Après deux années consécutives de ralentissement, le marché de l’emploi cadre en Bourgogne-Franche-Comté pourrait amorcer une phase de stabilisation en 2026. C’est ce que révèle l’étude annuelle publiée par l’Association pour l’emploi des cadres (Apec), qui dresse le bilan de l’année 2025 et esquisse les perspectives à venir.
En 2025, la région a enregistré 5 810 recrutements de cadres, soit une baisse limitée de 1 % par rapport à l’année précédente. Un recul modéré, moins marqué qu’au niveau national, où les embauches ont chuté de 3 % sur un an, pour s’établir à 294 500 recrutements, et de 11 % sur deux ans.
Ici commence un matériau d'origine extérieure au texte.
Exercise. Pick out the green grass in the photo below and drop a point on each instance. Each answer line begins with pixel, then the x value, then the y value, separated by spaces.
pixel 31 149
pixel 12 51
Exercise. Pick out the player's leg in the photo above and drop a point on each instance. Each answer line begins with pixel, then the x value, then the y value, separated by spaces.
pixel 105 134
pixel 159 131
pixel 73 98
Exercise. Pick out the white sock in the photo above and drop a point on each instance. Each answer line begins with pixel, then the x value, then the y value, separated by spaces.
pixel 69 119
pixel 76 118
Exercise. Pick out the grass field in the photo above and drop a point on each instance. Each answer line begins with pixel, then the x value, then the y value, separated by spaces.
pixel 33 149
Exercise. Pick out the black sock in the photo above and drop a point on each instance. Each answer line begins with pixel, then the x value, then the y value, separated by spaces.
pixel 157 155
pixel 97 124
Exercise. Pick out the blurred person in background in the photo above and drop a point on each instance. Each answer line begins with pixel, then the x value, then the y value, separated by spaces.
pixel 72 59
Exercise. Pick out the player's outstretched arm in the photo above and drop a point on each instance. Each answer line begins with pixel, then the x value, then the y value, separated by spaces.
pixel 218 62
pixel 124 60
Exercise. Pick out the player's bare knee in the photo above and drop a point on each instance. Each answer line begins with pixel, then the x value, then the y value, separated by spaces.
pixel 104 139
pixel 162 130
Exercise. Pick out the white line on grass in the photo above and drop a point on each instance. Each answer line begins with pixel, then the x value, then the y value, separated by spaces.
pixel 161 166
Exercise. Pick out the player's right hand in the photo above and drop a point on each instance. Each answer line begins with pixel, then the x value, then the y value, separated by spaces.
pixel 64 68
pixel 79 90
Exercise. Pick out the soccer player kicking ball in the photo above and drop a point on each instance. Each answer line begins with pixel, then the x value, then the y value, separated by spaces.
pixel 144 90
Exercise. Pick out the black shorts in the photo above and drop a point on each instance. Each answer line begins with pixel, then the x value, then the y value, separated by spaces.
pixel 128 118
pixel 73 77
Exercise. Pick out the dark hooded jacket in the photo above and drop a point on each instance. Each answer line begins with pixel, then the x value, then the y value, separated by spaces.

Ce ralentissement s’inscrit dans un contexte économique incertain, marqué par une croissance atone, un recul des investissements et des tensions sur le commerce mondial.
Dans ce contexte, la Bourgogne-Franche-Comté résiste relativement bien, même si certains secteurs industriels, notamment la mécanique et la métallurgie, continuent de peser sur la dynamique régionale. « En 2025, le marché de l’emploi cadre en Bourgogne-Franche-Comté recule légèrement avec 5 810 recrutements (-1%), une baisse moins marquée qu’au niveau national, liée notamment aux difficultés de l’industrie dans la région, en particulier la mécanique et la métallurgie. Un niveau similaire est attendu en 2026, encore éloigné du record de 2023, dans un contexte incertain », souligne Hervé Reynier, délégué régional de l’Apec Bourgogne-Franche-Comté.
Malgré ce repli, la région continue de créer des emplois cadres, avec 1 230 créations nettes de postes en 2025. Au total, elle compte près de 81 430 cadres, soit environ 2 % des effectifs du secteur privé en France. Le profil de ces cadres se distingue également par un âge moyen plus élevé que la moyenne nationale, avec une forte concentration dans la tranche des 45-54 ans, et par une présence majoritaire dans les TPE et PME, qui emploient 57 % d’entre eux.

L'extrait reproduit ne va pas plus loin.